Definite integral in closed form?

Hi,

I'd like to compute the following integral in closed form:

$\displaystyle \int_0^\infty \frac{\log(1+x) e^{-x}}{1+x} dx$

I assume this is possible via complex analysis, but I can't figure out how to extend this to a complex integration problem. Any ideas?

Re: Definite integral in closed form?

Quote:

Originally Posted by

**jens** Hi,

I'd like to compute the following integral in closed form:

$\displaystyle \int_0^\infty \frac{\log(1+x) e^{-x}}{1+x} dx$

I assume this is possible via complex analysis, but I can't figure out how to extend this to a complex integration problem. Any ideas?

Maybe try integration by parts with $\displaystyle \displaystyle \begin{align*} u = e^{-x} \end{align*}$ and $\displaystyle \displaystyle \begin{align*} dv = \frac{\log{(1 + x)}}{1 + x} \end{align*}$...

Re: Definite integral in closed form?

Quote:

Originally Posted by

**Prove It** Maybe try integration by parts with $\displaystyle \displaystyle \begin{align*} u = e^{-x} \end{align*}$ and $\displaystyle \displaystyle \begin{align*} dv = \frac{\log{(1 + x)}}{1 + x} \end{align*}$...

I've tried that already, but it's not conclusive.
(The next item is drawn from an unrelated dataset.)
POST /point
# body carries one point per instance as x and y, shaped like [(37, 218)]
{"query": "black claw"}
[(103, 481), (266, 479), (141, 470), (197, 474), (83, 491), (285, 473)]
Whatever I try with integration by parts, I only manage to express the above integral in terms of a similar integral, but with the logarithm squared, or the denominator squared. So it's making things only more difficult instead of simpler.

By the way, I happened to find the exact value of this integral by playing around with WolframAlpha and doing some extra algebra. It reads as follows:

$\displaystyle e \left[ \frac{1}{12} (\pi^2+6 \gamma^2) - \sideset{_3}{_3}F (1,1,1;2,2,2|-1)\right]$

$\displaystyle = e \left[ \frac{1}{12} (\pi^2+6 \gamma^2) - \sum_{k=0}^\infty \frac{(-1)^k}{k!\;k^3(k+1)^3}\right]$

and is in agreement with the numerical computation.